SPIEGEL: Frau Wagenknecht, die Linke wählt nach fast neun Jahren eine neue Führung. Sie selbst waren nie Parteichefin, obwohl Sie manche gern auf dem Posten gesehen hätten. Warum wollten Sie nicht?

Sahra Wagenknecht: Man sollte seine Stärken und Schwächen kennen. Als Parteivorsitzende muss man sehr nach innen arbeiten, Konflikte moderieren. Mir liegt eher, unsere Politik nach außen zu tragen.

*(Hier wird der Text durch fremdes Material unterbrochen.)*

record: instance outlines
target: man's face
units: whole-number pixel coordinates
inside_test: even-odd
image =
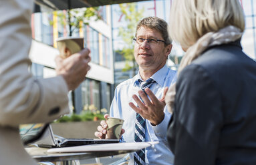
[[[137,31],[137,39],[163,40],[161,33],[156,29],[141,27]],[[172,45],[164,47],[164,43],[148,43],[145,40],[134,45],[134,57],[140,69],[158,71],[166,63],[167,57],[172,49]]]

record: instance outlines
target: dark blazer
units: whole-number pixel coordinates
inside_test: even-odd
[[[205,51],[176,90],[167,132],[175,165],[256,164],[256,63],[240,40]]]

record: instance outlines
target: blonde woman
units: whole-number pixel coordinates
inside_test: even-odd
[[[175,0],[170,33],[186,51],[165,98],[174,164],[256,164],[256,63],[243,51],[239,0]]]

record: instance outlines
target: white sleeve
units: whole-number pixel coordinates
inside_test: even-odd
[[[0,125],[47,122],[69,112],[62,77],[35,80],[28,71],[33,0],[0,1]]]

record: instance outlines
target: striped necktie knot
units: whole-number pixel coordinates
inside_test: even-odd
[[[148,79],[146,81],[142,81],[140,80],[140,82],[141,84],[140,88],[144,90],[146,88],[149,88],[154,82],[155,81],[152,78]]]
[[[139,80],[141,84],[140,88],[145,92],[144,89],[149,88],[155,81],[150,78],[146,81]],[[146,93],[146,92],[145,92]],[[141,99],[141,98],[140,98]],[[143,102],[142,99],[141,99]],[[143,118],[140,114],[137,113],[136,116],[134,140],[135,142],[144,142],[146,134],[146,120]],[[142,149],[134,152],[134,156],[135,165],[145,164],[145,149]]]

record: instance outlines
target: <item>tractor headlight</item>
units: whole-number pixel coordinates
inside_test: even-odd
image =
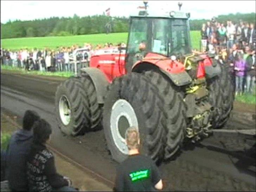
[[[175,55],[172,55],[171,56],[171,59],[173,61],[175,61],[176,59],[176,56]]]
[[[170,12],[170,16],[173,17],[175,15],[175,12],[174,11],[171,11]]]

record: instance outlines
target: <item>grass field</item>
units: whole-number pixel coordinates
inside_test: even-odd
[[[200,32],[190,32],[191,43],[193,49],[199,49],[200,39]],[[120,42],[126,43],[127,33],[93,34],[65,37],[30,37],[1,40],[1,47],[4,49],[18,50],[21,48],[55,48],[57,46],[70,46],[74,44],[83,45],[85,43],[104,45],[106,43],[115,44]]]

SPIEGEL: Also stimmt es, was man in der Partei über Sie sagt: Sie hatten nie Lust auf Gremiensitzungen und klassische Parteiarbeit?

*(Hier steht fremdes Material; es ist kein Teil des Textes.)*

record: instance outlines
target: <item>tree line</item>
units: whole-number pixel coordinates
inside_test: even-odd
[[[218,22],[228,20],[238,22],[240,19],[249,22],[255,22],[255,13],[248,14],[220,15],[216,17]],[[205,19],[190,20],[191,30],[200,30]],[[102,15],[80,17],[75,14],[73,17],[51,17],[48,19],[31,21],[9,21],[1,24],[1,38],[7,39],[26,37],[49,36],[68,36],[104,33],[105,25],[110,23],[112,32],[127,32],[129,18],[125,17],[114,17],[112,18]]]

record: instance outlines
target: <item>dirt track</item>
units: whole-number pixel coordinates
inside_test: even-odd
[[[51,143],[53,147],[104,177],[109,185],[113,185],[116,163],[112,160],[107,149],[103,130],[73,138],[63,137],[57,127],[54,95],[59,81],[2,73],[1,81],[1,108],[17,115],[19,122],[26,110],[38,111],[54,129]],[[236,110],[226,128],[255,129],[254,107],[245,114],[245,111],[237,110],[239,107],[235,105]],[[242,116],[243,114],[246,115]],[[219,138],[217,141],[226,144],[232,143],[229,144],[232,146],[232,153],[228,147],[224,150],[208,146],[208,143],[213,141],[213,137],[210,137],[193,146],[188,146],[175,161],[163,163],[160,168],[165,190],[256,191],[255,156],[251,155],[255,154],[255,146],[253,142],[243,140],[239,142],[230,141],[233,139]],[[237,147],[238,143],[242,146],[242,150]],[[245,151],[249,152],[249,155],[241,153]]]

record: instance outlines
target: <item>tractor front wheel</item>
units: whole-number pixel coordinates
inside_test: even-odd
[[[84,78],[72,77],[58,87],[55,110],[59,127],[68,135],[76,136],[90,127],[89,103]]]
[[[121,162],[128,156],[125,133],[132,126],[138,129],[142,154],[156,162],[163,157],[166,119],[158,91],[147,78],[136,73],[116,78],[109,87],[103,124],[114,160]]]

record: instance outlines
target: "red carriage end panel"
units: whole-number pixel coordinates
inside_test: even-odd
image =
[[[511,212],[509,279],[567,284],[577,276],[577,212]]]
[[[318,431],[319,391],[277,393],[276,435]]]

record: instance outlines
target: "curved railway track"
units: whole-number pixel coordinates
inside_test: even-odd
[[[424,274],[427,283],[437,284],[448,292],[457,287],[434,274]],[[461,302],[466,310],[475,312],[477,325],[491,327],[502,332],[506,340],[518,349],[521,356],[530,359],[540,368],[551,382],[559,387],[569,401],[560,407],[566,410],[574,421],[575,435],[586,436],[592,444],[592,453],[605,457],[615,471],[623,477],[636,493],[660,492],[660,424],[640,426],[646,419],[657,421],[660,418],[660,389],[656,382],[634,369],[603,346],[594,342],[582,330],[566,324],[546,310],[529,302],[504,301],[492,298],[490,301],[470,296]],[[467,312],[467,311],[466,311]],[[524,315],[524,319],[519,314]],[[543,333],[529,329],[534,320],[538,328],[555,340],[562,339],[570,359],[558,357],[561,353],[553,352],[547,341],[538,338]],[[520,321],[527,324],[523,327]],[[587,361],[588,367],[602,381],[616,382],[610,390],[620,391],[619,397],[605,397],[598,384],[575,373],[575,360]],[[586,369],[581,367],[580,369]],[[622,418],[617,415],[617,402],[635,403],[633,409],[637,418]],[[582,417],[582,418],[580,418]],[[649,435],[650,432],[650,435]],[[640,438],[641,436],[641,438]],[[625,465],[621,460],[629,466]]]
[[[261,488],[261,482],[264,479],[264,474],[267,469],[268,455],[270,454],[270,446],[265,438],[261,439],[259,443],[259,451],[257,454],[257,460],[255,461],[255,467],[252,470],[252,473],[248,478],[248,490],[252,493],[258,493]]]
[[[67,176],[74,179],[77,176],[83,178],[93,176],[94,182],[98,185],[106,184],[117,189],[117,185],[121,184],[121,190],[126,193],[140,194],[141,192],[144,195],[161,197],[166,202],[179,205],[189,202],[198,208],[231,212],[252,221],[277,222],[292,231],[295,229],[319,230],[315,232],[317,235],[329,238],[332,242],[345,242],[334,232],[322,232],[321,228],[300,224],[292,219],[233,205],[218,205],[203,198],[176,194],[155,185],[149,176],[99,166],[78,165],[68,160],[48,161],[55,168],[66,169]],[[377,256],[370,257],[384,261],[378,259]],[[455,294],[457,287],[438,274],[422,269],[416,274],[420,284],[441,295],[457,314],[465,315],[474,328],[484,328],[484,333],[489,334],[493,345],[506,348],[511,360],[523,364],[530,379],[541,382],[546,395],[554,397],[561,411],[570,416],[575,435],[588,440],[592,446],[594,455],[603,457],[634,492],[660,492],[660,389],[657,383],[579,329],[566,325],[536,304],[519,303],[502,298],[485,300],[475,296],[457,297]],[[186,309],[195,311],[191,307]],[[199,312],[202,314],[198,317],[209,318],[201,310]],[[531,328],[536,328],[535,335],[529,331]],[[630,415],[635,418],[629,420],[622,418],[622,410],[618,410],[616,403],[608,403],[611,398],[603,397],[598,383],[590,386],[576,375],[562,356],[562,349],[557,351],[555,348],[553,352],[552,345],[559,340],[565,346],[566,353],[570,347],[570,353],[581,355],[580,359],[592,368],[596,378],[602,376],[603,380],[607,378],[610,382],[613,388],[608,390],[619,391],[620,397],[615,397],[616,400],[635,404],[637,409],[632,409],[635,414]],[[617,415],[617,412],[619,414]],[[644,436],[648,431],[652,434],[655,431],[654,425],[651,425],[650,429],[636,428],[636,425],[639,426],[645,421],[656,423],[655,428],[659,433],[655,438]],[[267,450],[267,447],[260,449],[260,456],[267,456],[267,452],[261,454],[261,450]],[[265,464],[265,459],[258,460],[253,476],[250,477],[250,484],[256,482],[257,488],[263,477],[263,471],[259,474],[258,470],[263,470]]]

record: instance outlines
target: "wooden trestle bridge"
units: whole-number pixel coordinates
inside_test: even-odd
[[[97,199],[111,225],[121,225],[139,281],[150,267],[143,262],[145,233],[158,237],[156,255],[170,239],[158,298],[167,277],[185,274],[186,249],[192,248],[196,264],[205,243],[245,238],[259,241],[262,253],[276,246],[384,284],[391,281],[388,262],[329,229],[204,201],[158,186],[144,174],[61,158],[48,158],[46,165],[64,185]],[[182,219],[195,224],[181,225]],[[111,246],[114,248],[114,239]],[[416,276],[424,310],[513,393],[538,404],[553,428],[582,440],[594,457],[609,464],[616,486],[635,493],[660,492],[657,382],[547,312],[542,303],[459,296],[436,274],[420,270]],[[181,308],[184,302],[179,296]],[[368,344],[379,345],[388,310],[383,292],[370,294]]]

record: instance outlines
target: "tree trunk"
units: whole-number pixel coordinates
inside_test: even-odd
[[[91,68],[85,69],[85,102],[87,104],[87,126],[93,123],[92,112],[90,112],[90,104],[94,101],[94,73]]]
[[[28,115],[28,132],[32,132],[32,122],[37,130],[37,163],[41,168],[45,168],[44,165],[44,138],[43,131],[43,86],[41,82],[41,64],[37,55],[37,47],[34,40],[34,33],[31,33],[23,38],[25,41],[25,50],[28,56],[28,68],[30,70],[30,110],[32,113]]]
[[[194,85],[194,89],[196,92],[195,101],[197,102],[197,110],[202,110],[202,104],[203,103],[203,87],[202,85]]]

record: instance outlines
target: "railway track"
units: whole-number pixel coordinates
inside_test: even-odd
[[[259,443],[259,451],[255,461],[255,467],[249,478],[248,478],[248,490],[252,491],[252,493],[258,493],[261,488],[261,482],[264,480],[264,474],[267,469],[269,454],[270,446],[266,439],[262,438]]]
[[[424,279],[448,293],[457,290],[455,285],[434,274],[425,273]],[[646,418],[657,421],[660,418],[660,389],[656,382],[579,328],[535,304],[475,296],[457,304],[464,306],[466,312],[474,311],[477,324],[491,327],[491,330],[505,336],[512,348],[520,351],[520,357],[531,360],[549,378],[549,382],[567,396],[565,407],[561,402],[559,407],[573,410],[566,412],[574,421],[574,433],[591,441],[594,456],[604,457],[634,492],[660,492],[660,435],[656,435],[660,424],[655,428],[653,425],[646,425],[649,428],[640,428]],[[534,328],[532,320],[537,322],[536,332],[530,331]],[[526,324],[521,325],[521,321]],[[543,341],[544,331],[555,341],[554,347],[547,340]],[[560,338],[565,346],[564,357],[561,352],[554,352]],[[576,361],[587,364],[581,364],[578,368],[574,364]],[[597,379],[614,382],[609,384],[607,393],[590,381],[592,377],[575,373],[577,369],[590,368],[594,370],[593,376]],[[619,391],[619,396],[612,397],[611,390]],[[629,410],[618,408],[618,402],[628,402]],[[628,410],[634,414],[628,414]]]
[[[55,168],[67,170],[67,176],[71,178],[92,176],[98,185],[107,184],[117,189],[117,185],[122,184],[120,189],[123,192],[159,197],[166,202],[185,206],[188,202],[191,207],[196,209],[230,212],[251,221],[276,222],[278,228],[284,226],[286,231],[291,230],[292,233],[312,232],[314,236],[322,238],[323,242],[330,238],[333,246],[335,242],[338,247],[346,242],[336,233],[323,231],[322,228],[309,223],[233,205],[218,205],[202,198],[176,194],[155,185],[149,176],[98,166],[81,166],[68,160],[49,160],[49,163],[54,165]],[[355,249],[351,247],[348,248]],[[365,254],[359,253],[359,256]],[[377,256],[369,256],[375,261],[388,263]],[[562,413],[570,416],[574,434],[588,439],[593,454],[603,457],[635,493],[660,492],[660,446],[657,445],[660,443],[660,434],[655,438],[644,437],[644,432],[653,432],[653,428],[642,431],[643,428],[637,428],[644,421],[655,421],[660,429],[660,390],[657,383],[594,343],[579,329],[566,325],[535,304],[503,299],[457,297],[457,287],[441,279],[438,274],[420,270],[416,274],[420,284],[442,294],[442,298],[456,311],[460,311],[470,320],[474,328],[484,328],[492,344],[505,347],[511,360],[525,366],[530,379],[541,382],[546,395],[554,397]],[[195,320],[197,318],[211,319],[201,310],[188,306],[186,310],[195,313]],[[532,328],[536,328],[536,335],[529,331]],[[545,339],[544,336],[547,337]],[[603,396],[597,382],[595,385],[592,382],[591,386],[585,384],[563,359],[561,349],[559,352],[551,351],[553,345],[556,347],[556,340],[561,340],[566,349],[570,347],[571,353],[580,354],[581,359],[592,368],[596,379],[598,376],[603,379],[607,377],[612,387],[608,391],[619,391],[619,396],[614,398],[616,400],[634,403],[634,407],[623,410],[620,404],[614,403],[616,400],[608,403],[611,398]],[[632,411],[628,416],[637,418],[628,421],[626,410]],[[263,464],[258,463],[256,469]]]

Wagenknecht: Gremien gehören dazu, aber mir jedenfalls machen andere Dinge Spaß: öffentliche Veranstaltungen, der Kontakt zu den Menschen, das Werben für soziale Ideen.

SPIEGEL: Halten Sie Parteien als Orte der politischen Willensbildung für überschätzt?

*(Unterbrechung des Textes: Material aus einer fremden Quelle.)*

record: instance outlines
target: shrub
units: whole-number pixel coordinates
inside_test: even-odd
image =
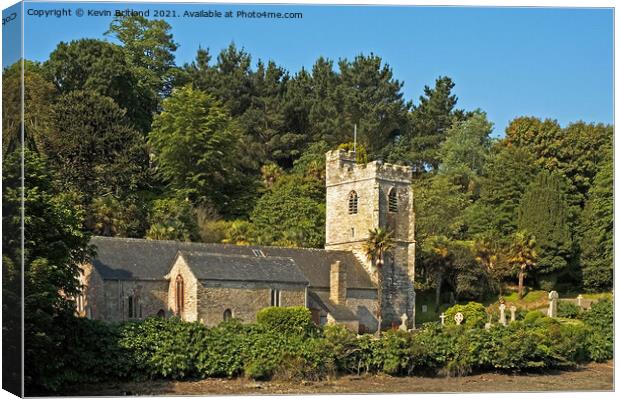
[[[540,310],[530,310],[529,312],[525,314],[525,317],[523,318],[523,322],[525,324],[532,324],[536,322],[536,320],[540,319],[541,317],[545,317],[545,314],[541,312]]]
[[[484,305],[478,302],[469,302],[467,305],[454,305],[445,311],[447,324],[456,324],[454,315],[461,312],[464,316],[463,323],[468,328],[482,328],[487,321],[487,313]]]
[[[581,313],[581,308],[574,303],[567,301],[558,302],[558,317],[566,317],[568,319],[575,319]]]
[[[373,335],[364,334],[358,337],[340,325],[326,326],[323,334],[325,348],[337,371],[359,375],[380,369],[380,340]]]
[[[281,333],[310,336],[317,332],[310,310],[304,306],[269,307],[256,315],[259,325]]]
[[[207,327],[197,322],[152,317],[125,323],[119,345],[136,364],[134,374],[151,378],[194,377],[195,359],[205,350],[207,333]]]
[[[586,339],[588,356],[596,362],[613,358],[614,352],[614,308],[613,303],[602,300],[592,304],[590,310],[582,312],[580,318],[590,328]]]

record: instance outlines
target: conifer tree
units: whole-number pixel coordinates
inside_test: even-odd
[[[581,215],[581,264],[583,286],[602,291],[613,288],[614,253],[613,158],[607,153],[590,189]]]
[[[519,230],[535,237],[539,275],[568,271],[574,255],[572,217],[565,179],[558,173],[541,171],[521,198],[517,223]]]

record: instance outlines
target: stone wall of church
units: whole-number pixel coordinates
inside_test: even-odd
[[[377,291],[348,289],[346,305],[359,318],[360,332],[377,331]]]
[[[255,323],[257,313],[271,306],[271,290],[280,292],[280,306],[305,306],[306,288],[297,284],[201,281],[198,294],[198,320],[215,326],[228,309],[243,323]]]
[[[366,259],[363,245],[371,229],[393,231],[396,247],[386,257],[383,271],[383,327],[400,324],[400,316],[413,316],[415,276],[415,213],[411,169],[407,166],[370,162],[359,165],[351,152],[326,154],[325,249],[352,251],[377,282],[377,271]],[[396,212],[390,211],[389,193],[395,190]],[[358,195],[356,214],[349,214],[349,194]],[[374,312],[373,312],[374,313]]]
[[[78,314],[110,322],[143,319],[168,309],[165,280],[103,280],[90,265],[82,266],[84,309]],[[131,297],[131,300],[130,300]],[[131,312],[129,306],[132,306]]]
[[[183,281],[183,309],[177,309],[177,277],[181,276]],[[178,315],[185,321],[197,321],[198,317],[198,289],[200,283],[191,272],[185,259],[178,256],[170,272],[166,276],[168,278],[168,309],[172,314]]]
[[[103,279],[90,263],[82,265],[81,269],[79,280],[84,304],[81,309],[78,306],[78,315],[103,320],[106,314]]]

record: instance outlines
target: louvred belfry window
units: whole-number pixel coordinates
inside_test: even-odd
[[[357,193],[355,191],[351,191],[349,193],[349,215],[354,215],[357,213]]]
[[[388,210],[393,213],[398,212],[398,193],[395,188],[392,188],[388,194]]]
[[[181,314],[183,313],[183,291],[184,291],[184,286],[183,286],[183,277],[181,277],[180,275],[177,276],[176,279],[176,305],[177,305],[177,314]]]

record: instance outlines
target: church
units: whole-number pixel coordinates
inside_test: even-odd
[[[392,231],[382,268],[382,327],[414,316],[415,215],[411,168],[358,164],[326,154],[325,249],[93,237],[82,265],[81,316],[127,321],[177,316],[214,326],[256,321],[269,306],[305,306],[317,324],[377,329],[377,270],[364,253],[370,230]]]

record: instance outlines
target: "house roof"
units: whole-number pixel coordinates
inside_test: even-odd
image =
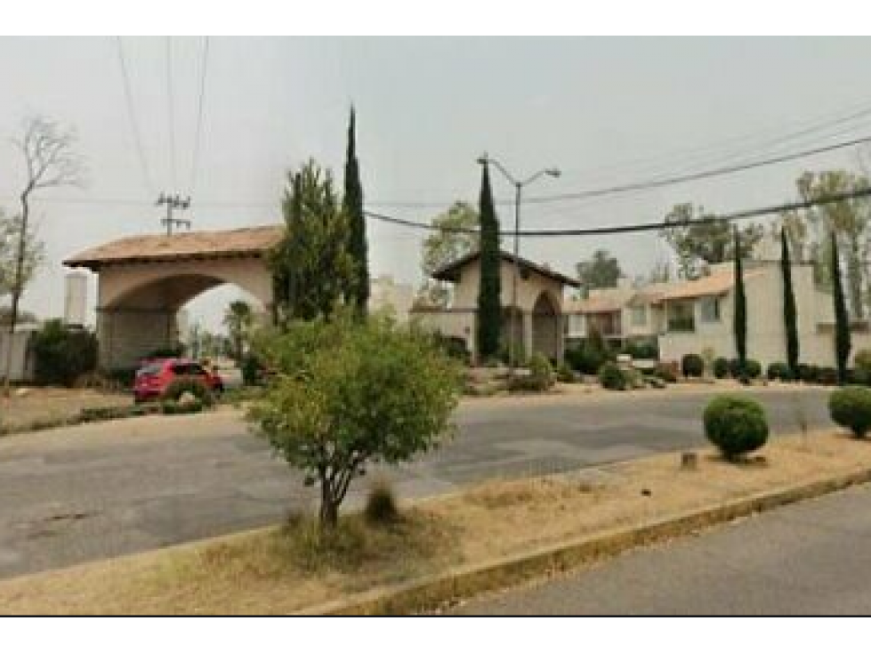
[[[262,257],[281,240],[284,228],[198,231],[174,236],[137,236],[89,249],[64,262],[98,271],[109,265]]]
[[[437,270],[432,273],[432,278],[439,281],[449,281],[451,283],[456,283],[459,279],[459,273],[464,269],[472,265],[480,259],[480,252],[473,252],[463,258],[455,261],[449,265]],[[573,288],[580,287],[580,283],[577,279],[567,277],[560,272],[555,272],[552,270],[539,265],[538,263],[534,263],[531,261],[528,261],[524,258],[515,258],[513,254],[508,254],[507,252],[502,252],[502,260],[507,262],[513,265],[515,262],[519,262],[521,269],[531,270],[536,274],[545,277],[546,278],[553,279],[554,281],[559,281],[563,286],[569,286]]]
[[[760,275],[759,272],[750,272],[746,279],[752,279]],[[735,273],[718,272],[710,277],[704,277],[695,281],[688,281],[664,291],[652,303],[665,302],[679,302],[685,299],[700,299],[702,297],[719,297],[728,294],[735,287]]]

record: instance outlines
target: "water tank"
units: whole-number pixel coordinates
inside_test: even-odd
[[[83,272],[67,275],[67,298],[64,321],[69,326],[87,325],[88,276]]]

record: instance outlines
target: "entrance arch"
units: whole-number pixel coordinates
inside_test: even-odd
[[[532,311],[532,341],[536,353],[558,360],[561,350],[559,303],[549,293],[542,293]]]
[[[177,316],[189,302],[230,284],[269,314],[268,253],[281,227],[125,238],[68,261],[99,276],[97,336],[107,370],[133,367],[151,351],[179,343]]]

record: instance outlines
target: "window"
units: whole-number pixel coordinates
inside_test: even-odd
[[[632,310],[632,326],[647,326],[647,306],[636,306]]]
[[[715,324],[722,321],[719,298],[706,297],[702,300],[702,321],[706,324]]]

Wagenknecht: Parteien erfüllen leider ihre Funktion immer weniger. CDU und SPD waren mal Volksparteien mit Hunderttausenden aktiven Mitgliedern, fest verankert in wichtigen gesellschaftlichen Institutionen. Das ist vorbei. Die Parteien in Deutschland verlieren zunehmend den Kontakt zu den normalen Menschen, ihnen fehlt die Erdung. Zugleich ist die Konzentration von Vermögen und wirtschaftlicher Macht enorm gewachsen und damit der politische Einfluss wirtschaftlicher Interessengruppen. Allein über Parteien funktioniert Demokratie nicht mehr.